The board that oversees the successor agency unanimously voted to end the lease almost two years early, which would mean it would not have to make more than $400,000 in payments provided the state Department of Finance approves its action.
Since October 2012, the successor agency, which is in charge of winding down redevelopment, has fallen behind in payments owed to the property owner, despite collecting monthly payments of about $13,000 from subleasing to two tenants: Mechanics Bank and Pacific Plaza Imports, which is better known as the store that sells caviar.
"It's a mutual split," assistant city manager Garrett Evans, who sits on the oversight board, said before the meeting. The terms of the master lease agreement, which was signed by the then-Redevelopment Agency in March 2005, requires the successor agency to make monthly payments of about $24,000 to the Biss Family Trust and deKat Family Revocable Trust, which owns the property at 675-695 Railroad Ave.
"The current lease rate that we pay is a little over $24,000 and what we receive in payments from both our subtenants are a little over $13,000. So we carry a monthly deficit," said Maria Aliotti, the city's redevelopment manager, in remarks to the seven-member oversight board. The property owner would continue to receive payments from the two tenants under the terms of ending the lease.
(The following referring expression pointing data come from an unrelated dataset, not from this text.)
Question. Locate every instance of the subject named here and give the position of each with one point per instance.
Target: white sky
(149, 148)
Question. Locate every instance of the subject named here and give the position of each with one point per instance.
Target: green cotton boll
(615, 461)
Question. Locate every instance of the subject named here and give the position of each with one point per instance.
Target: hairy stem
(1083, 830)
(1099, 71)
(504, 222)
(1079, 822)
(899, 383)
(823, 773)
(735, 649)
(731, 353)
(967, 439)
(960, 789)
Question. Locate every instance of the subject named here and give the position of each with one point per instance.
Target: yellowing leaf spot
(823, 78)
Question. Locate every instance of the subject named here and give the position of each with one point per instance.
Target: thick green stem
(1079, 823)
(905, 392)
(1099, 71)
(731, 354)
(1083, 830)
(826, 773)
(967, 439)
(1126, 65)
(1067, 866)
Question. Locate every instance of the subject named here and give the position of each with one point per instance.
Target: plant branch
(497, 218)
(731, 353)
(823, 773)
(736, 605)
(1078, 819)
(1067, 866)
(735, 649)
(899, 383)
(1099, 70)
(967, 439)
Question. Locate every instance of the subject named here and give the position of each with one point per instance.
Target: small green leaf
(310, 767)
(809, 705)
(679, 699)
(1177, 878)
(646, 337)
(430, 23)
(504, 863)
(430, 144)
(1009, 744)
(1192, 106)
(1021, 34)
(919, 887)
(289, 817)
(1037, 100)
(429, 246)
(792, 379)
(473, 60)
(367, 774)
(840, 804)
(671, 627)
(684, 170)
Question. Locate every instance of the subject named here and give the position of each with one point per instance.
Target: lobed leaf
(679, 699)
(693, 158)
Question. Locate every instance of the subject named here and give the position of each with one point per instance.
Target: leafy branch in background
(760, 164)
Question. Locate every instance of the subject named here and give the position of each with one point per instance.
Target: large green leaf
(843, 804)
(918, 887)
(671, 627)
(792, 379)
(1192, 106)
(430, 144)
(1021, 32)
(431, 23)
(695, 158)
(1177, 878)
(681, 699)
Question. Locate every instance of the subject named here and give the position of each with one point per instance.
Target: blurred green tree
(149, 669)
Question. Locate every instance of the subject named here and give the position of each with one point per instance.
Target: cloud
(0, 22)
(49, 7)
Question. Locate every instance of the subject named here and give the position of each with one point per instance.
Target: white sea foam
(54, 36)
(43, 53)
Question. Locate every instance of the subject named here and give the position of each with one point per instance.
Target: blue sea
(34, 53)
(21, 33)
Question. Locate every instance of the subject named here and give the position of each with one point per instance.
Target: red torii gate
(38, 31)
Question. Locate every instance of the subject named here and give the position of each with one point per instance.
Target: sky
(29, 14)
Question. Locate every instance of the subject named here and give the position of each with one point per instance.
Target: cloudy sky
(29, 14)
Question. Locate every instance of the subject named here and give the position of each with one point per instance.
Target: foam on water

The successor agency has not been able to make up the estimated $11,000 monthly shortfall since October as a result of a decline in tax-increment revenues, which are linked to falling property values, according to Aliotti.
The master lease with Biss Family Trust and deKat Family Revocable Trust runs through February 2015. By terminating the master lease agreement effective May 31, the city would not have to make $432,000 in payments. A staff report said that available funds from ending the lease will be used to pay off redevelopment debt and other financial obligations of the successor agency.
City officials are confident that the Department of Finance will support ending the master lease agreement.
"There is a section in the legislation that says you can terminate a lease," said Aliotti, referring to the state law that did away with redevelopment last year. "This would be one of them. It would free our liability."
The monthly rent amount owed by Mechanics Bank to the property owner will remain the same through February 2014, the expiration date for the existing sublease with the successor agency. The same is true for Pacific Plaza Imports, which has a sublease through February 2015.
State legislation that shut down redevelopment agencies in February 2012 set up successor agencies to distribute tax-increment revenues, which are derived from increased property taxes that have resulted from redevelopment projects. The legislation also requires that redevelopment bonds get paid off first, then pass-through payments made to school districts and other local government agencies, followed by lease payments.
In November 2012, the city sent a letter to the property owners that read: "Because of the reduced tax increment revenue received by the Successor Agency, the increase in debt service payments, and the order of repayments allowed by the Legislature, the Successor Agency is unable to make its lease payments for the above-mentioned property."